Under the simple skin of Uber lies complexity you may not have considered: the logistics of predicting how long it will take rides (or meals) to arrive, setting pricing and even where to wait to give a driver the best odds of finding you for pick-up.
Underlying those decisions is machine learning, using computers to find patterns and make predictions without explicitly programming them to do so.
And that very important job falls to Danny Lange, a Danish-born researcher who joined the ride-hailing giant 11 months ago after a nearly two-year stint leading machine learning efforts for Amazon Web Services. Before that, Lange wrangled big data for Microsoft and even launched a Silicon Valley startup.
He heads a growing team of researchers in San Francisco and Seattle. Uber opened an engineering office in Seattle last year, and that office now houses about 150 people working on machine learning, as well as product engineering and operations.
GeekWire caught up with Lange recently to talk about how Uber uses machine learning. Here are edited excerpts from the conversation.
Q: Thanks for chatting with us. Can you start by saying a bit about how Uber is using machine learning?
Lange: My team and I are making machine learning available as a service to everyone in the company. Traditionally, a company would hire Ph.D.’s and data scientists, and each team would have to figure out its own algorithms. We’re creating a way to access machine learning just using web interfaces, APIs and SDKs (software development kits). Our customers inside the company can expect this service to run 24/7 for them, with no need to become specialists in machine learning themselves.
Q: How widely is machine learning being used within Uber?
Lange: Many of program teams are using it, including Uber Eats (a food delivery service), UberX (the basic ride-hailing service), UberPOOL (a ride-sharing variant on UberX), and Uber Maps (an as-yet unreleased service). For example, Uber Eats uses machine learning to estimate the delivery time for your meals. We went from a finite approach — where you compute the time using the distance between you and the restaurant, the average speed and the time to prepare the meal — to taking the delivery times for thousands and thousands of meals and basing the prediction on that. Overnight, that improved our estimates by 26 percent.
Q: What are some other examples of machine learning underlying Uber’s services?

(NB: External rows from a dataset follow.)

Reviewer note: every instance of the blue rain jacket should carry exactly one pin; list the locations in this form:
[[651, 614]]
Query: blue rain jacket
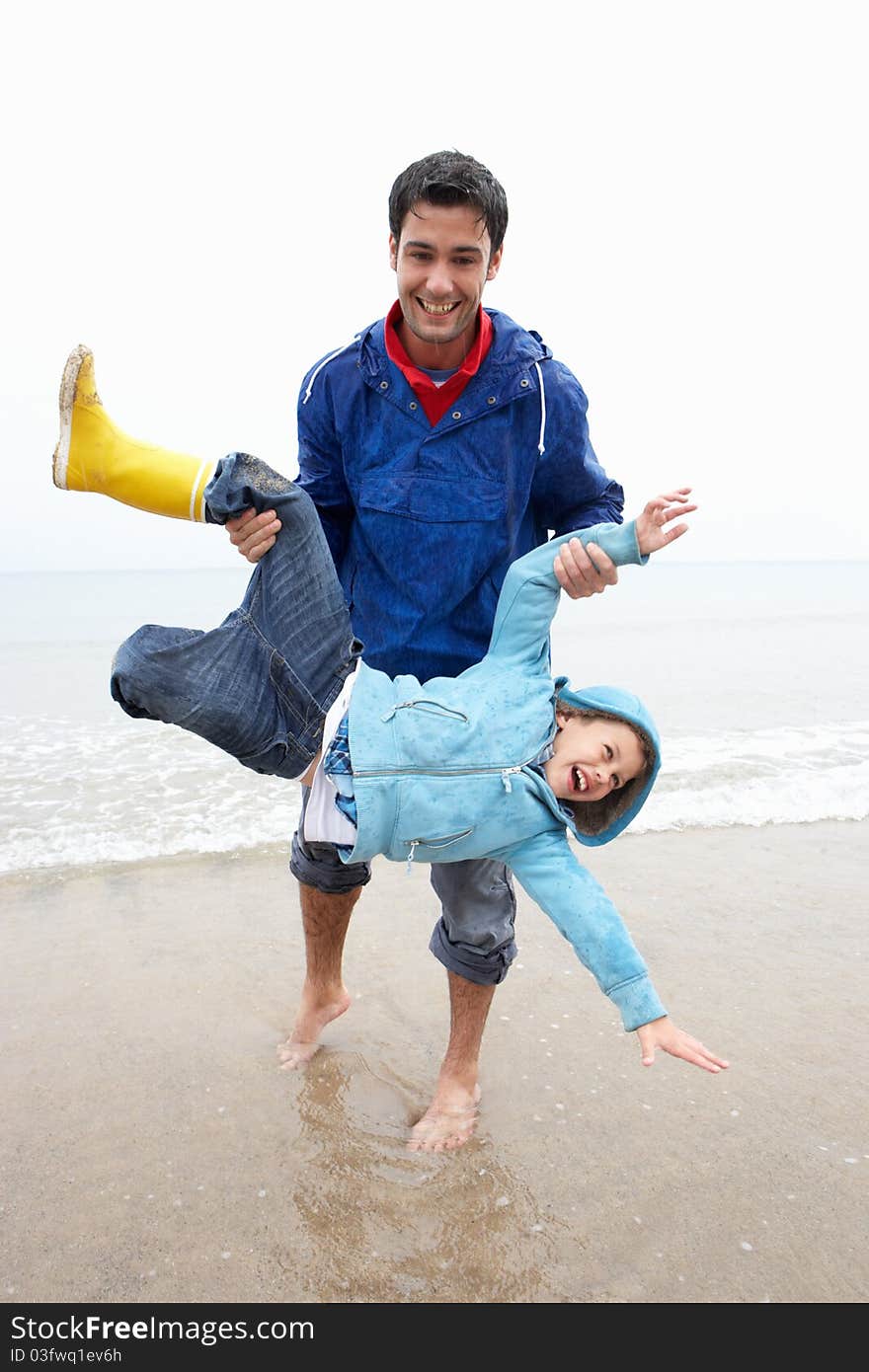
[[423, 521], [440, 771]]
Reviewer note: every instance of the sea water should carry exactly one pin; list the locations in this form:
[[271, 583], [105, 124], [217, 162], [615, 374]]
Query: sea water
[[755, 672]]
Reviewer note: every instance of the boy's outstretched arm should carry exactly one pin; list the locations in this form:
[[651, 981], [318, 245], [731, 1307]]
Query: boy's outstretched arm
[[573, 562], [662, 1033]]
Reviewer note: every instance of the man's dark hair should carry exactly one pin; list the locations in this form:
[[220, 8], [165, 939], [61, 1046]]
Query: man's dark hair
[[450, 179]]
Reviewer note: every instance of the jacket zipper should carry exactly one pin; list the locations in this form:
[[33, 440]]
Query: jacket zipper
[[422, 703], [434, 843]]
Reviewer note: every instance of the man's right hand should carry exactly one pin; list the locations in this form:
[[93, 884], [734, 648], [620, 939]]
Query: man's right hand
[[253, 534]]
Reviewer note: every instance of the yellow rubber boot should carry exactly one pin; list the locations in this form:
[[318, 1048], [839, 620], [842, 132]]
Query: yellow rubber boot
[[94, 454]]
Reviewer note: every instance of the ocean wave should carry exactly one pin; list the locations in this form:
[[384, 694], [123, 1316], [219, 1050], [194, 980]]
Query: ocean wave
[[74, 795]]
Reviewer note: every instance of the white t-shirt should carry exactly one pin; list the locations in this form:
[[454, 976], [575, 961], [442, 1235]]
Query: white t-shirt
[[324, 822]]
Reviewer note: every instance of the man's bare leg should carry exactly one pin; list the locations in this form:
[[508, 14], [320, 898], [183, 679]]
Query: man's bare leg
[[452, 1114], [324, 995]]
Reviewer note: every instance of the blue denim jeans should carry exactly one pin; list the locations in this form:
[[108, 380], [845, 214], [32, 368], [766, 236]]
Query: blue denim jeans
[[261, 683]]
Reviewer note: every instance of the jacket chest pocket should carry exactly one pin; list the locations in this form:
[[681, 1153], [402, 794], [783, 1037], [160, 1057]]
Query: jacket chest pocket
[[439, 537], [435, 845]]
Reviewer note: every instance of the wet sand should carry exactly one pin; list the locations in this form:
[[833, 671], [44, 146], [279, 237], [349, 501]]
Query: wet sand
[[154, 1151]]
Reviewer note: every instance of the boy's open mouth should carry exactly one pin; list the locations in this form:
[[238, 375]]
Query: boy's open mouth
[[578, 780]]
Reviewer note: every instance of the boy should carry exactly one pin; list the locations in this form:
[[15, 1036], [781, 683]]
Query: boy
[[499, 762]]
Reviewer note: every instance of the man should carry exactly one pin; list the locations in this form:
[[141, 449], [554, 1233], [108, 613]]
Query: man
[[438, 446]]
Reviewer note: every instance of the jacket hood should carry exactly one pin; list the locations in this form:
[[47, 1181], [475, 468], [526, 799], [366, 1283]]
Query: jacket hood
[[604, 819]]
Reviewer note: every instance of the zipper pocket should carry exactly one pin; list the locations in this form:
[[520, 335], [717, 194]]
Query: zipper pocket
[[425, 706], [435, 843]]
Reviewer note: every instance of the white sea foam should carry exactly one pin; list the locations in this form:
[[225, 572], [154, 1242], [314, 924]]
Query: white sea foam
[[119, 791]]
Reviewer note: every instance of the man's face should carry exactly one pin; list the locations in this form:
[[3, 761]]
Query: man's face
[[442, 261], [592, 757]]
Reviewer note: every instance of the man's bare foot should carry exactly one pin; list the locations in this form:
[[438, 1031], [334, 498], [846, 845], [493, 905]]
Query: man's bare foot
[[447, 1122], [315, 1014]]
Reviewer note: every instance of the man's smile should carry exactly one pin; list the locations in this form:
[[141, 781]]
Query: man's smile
[[430, 308]]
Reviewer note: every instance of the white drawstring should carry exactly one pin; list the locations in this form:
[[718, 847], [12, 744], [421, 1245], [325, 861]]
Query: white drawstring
[[542, 409], [320, 365]]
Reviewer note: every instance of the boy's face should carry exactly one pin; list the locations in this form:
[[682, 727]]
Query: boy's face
[[442, 261], [592, 757]]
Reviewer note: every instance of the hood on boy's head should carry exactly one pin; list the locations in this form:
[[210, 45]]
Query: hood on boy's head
[[602, 819]]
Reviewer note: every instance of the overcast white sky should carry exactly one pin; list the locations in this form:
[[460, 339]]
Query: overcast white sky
[[198, 192]]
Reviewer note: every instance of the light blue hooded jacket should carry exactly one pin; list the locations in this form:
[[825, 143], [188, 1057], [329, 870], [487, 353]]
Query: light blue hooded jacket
[[440, 771]]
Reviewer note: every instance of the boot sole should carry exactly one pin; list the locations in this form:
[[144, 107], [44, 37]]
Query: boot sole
[[67, 398]]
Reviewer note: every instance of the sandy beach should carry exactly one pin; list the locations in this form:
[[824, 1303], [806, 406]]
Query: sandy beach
[[154, 1151]]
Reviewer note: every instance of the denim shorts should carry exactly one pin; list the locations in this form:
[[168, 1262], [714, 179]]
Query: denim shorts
[[475, 935], [261, 683]]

Lange: The ETA for Uber X rides. There’s no one sitting there saying: ‘There’s 7 miles between you and the car and it will take the car 14 minutes to get to you.’ It’s based on data from millions of trips, which lets us take into consideration normal patterns that occur day after day. Also, sometimes the Uber app will advise customers to move a few yards to or around a corner for pick-up. That’s done by an algorithm that detects patterns of successful pick-ups, versus those where there have been challenges. We use the experience of millions and millions of pick-ups. It’s something the system learns. And we’re now using machine learning to detect fraud, such as account take-overs and stolen credit cards.
Q: What technologies underlie Uber’s machine learning?

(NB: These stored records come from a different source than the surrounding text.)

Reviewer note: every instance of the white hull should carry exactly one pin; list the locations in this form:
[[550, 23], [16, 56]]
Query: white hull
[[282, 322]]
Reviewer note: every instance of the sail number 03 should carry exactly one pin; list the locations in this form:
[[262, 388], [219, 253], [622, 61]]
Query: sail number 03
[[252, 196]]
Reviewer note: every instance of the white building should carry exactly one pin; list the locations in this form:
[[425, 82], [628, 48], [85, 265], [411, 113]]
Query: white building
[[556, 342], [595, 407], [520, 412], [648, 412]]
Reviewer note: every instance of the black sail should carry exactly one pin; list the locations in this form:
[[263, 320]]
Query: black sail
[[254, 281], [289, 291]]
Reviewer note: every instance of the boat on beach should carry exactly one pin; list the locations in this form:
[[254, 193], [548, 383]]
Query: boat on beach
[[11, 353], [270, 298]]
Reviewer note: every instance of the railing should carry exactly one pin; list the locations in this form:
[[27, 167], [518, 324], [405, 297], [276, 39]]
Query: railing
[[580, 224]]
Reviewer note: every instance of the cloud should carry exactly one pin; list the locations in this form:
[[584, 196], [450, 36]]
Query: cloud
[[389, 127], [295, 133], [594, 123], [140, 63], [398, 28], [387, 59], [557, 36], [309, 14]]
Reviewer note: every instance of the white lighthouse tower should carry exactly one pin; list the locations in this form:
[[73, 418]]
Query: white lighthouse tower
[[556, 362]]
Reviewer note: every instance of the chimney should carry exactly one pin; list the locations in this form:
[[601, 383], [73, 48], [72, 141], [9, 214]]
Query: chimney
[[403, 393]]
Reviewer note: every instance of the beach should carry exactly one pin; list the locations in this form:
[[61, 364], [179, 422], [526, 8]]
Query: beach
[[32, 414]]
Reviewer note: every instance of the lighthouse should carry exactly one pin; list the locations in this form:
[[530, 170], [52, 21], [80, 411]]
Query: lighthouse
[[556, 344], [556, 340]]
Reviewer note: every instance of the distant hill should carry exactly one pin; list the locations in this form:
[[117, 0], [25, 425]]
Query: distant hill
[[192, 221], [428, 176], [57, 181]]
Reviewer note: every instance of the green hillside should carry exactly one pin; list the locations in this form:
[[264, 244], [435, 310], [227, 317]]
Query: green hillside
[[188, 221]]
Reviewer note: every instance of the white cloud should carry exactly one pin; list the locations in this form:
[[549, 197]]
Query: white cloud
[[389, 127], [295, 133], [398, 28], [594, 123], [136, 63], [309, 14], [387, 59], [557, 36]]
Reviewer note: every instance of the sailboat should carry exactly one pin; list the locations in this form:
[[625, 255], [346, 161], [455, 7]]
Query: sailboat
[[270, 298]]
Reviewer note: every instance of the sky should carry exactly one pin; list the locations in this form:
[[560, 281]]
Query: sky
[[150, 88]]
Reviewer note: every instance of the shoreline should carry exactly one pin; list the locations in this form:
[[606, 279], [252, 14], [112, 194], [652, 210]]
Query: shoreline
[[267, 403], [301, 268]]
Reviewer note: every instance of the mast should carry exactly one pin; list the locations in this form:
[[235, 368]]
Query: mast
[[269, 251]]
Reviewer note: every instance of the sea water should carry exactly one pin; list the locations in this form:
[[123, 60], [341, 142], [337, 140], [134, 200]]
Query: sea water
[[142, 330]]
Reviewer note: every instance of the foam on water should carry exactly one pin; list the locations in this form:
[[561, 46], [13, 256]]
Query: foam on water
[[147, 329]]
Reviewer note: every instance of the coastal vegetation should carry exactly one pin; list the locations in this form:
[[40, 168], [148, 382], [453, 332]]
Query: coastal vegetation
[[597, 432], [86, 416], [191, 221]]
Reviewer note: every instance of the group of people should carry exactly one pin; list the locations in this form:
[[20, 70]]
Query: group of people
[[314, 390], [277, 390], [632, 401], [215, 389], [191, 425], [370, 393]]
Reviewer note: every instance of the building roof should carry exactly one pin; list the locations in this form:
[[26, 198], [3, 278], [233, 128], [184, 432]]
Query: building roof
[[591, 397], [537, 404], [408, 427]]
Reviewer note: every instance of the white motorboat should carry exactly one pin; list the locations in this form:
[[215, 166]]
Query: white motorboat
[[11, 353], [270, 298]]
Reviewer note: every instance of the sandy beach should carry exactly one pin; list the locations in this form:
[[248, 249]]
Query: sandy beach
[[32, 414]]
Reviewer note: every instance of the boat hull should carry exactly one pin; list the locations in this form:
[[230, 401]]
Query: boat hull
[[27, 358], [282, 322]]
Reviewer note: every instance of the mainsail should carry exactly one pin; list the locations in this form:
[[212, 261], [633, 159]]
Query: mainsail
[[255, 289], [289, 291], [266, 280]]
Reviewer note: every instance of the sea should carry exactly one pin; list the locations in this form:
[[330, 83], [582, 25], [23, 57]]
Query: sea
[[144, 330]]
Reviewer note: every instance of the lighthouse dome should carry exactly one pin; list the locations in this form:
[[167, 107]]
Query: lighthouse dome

Lange: We offer about 10 different algorithms, including boosted trees, linear learners and neural networks. We give our internal customers the benefit of taking the algorithm that suits their problems best.
Q. How would Uber be different if it had no machine learning? Would it be able to function as a company?
Lange: I actually don’t think so. The concept of machine learning is that we have this constant feedback loop and we learn every day from it.
Q: Why don’t you just use the machine-learning services you built for Amazon Web Services?
Lange: We have lots of special needs. We have scale issues and challenges around being a global service. We run our own data centers and built a lot of the apps ourselves.
Q: Machine learning is very compute- and data-intensive. Does Uber use any public-cloud services at all, or any external data?
Lange: To some extent (we use cloud computing), but most of what we’re doing is in-house. All the data we use is internal.
Q: Are you building on what you created at AWS, or have you gone in a different direction?
Lange: We are pursuing an open-source path. We’re using Hadoop (massively distributed computing technology), Spark (a large-scale data processing engine from Apache) and MLLib (a scalable machine-learning library). We have created a centralized repository of data, so if you’re launching a new service within Uber, you can use this data that has been gathered from other services and bootstrap yours.